It's ACE !

IssueNovember 2007
Feature by Sarah Young

PN: Tell us some background about ACE.

M: ACE dates back to the council-funded Edinburgh Unemployed Workers' Centre in the 1980s. The Centre had been prominent in the movement for non-payment of the poll tax and other sorts of direct action.

In 1992 the council cut off all funding. So the Centre users took it over and ran it collectively.

In summer 1994, the council issued an eviction notice and then we occupied the building 24 hours a day until 5am, 1 December, when police and sheriff officers sledgehammered their way in the door.

Resisting the eviction

But we had an emergency phone tree and people turned up to resist the eviction. Police reinforcements were brought in from all around the Lothians. It took them hours to finally evict the building, and 23 of us were arrested.

But the group stayed together without the building. It was a time of resistance to the Criminal Justice Bill and the Claimants Group was very active because it was when the Job Seekers Allowance was being introduced. There were a lot of occupations at Job Centres and so on.

Then, early in 1997, we found this building and we have been here ever since.

For years the premises have been pretty run-down, but someone generously gave us a donation, and we completely renovated ACE.

Leith Wholefoods sells good organic food here at reasonable prices, that's brought a lot of new people in.

Another new thing, now we have facilities to show films, and soon we're starting screen-printing.

PN: What social and political movements is ACE a part of now?

M: There are women's collectives, for example the Women's Health Workshops. The recent forum event on “Queer History” was really successful.

Edinburgh Claimants have held advice sessions here ever since 1997. People can drop in for support and solidarity over benefits and debt problems.

Twinned with Zapatistas

Then there is the Chiapas Solidarity Group which is twinned with Zapatista villages in Mexico. Some folk are really involved in the struggle over climate change and a group went down to the Climate Camp at Heathrow this summer.

ACE is about people organising to take control over their own lives. Just about all of us see it as something that is revolutionary. The issues can be joined up together - peoples' needs can only be met by revolutionary change from the bottom.

PN: What direction is ACE taking?

M: We are trying to broaden the claimants-work by starting a Solidarity Network where anybody that's up against the authorities can get direct practical solidarity, whether it's about housing, work, benefits, debt or whatever.

Often we are able to sort things out by pressurising the benefits manager or the electricity company or whatever, but sometimes they just dig their heels in.

Solidarity Network

The Network would contact people so they could turn up - say at the benefits office or workplace - stage some kind of direct action and basically not budge until the thing is sorted out.

Networks like this are already working well in Ontario and in Paris.

One of the folk in ACE was very involved in the opposition to the privatising of social housing in Edinburgh.

Against all the odds, council tenants voted to reject the privatisation that the council had spent millions on pushing.
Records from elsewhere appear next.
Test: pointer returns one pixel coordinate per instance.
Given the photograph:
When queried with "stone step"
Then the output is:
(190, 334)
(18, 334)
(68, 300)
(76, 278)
But there is a real need for a movement over more social housing.

PN: What are the other issues just now?

M: This year Edinburgh Council published a huge list of cutbacks. They wanted to close down over 20 schools, nurseries and community centres.

This was met by complete outrage and the main closure program was stopped, but they are still pressing ahead with cutbacks, so that is the sort of thing that we hope to link up with local people over.

PN: How are people going to start reconnecting with politics?

M: I think in the end it has got to come out of people's everyday lives.

A lot of people don't have a fixed long-term workplace any more, so there needs to be a way of organising that reflects the fact that people are in a more precarious position, moving in and out of work and maybe also moving about a bit, so this is where the idea of the Solidarity Network comes in.

We also have to realise that when struggles break out, the people who are directly involved in them, whether they consider themselves to be revolutionaries or not, are often practically in advance of what long-term activists would have thought possible.